To evaluate whether NC could be demonstrated preoperatively, high-resolution magnetic resonance angiography (MRA) was performed in 287 consecutive patients with TN and persistent idiopathic facial pain (PIFP) on a 0.5-T and a 1-T MR unit. Depending on the clinical symptoms, the TN cases were divided into typical TN and trigeminal neuralgia with non-neuralgic interparoxysmal pain (TNWIP) groups. Microvascular decompression (MVD) was performed in 103 of the MRA-positive cases. The patients were followed up postoperatively for from 1 to 10 years. The clinical symptoms were compared with the imaging results. The value of MRA was assessed on the basis of the clinical symptoms and surgical findings. The outcome of MVD was graded as excellent, good or poor. The clinical symptoms were compared with the type of vascular compression and the outcome of MVD. The MRA image was positive in 161 (56%) of the 287 cases.
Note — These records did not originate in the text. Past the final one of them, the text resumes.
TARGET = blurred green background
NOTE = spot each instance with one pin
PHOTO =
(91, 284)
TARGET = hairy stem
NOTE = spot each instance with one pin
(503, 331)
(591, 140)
There were significant differences between the clinical groups: 66.5% of the typical TN group, 47.5% of the TNWIP group and 3.4% of the PIFP group were positive. The quality of the MR unit significantly determined the ratio of positive/negative MRA results. The surgical findings corresponded with the MRA images. Six patients from the MRA-negative group were operated on for selective rhizotomy and no NC was found. Venous compression of the trigeminal nerve was observed in a significantly higher proportion in the background of TNWIP than in that of typical TN on MRA imaging (24.1% and 0.8%, respectively) and also during MVD (31.2% and 1.2%, respectively). Four years following the MVD, 69% of the patients gave an excellent, 23% a good and 8% a poor result. The rate of some kind of recurrence of pain was 20% in the typical TN and 44% in TNWIP group. The rate of recurrence was 57% when pure venous compression was present. The only patient who was operated on from the PIFP group did not react to the MVD. The clinical symptoms and preoperative MRA performed by at least a 1-T MR unit furnish considerable information, which can play a role in the planning of the treatment of TN.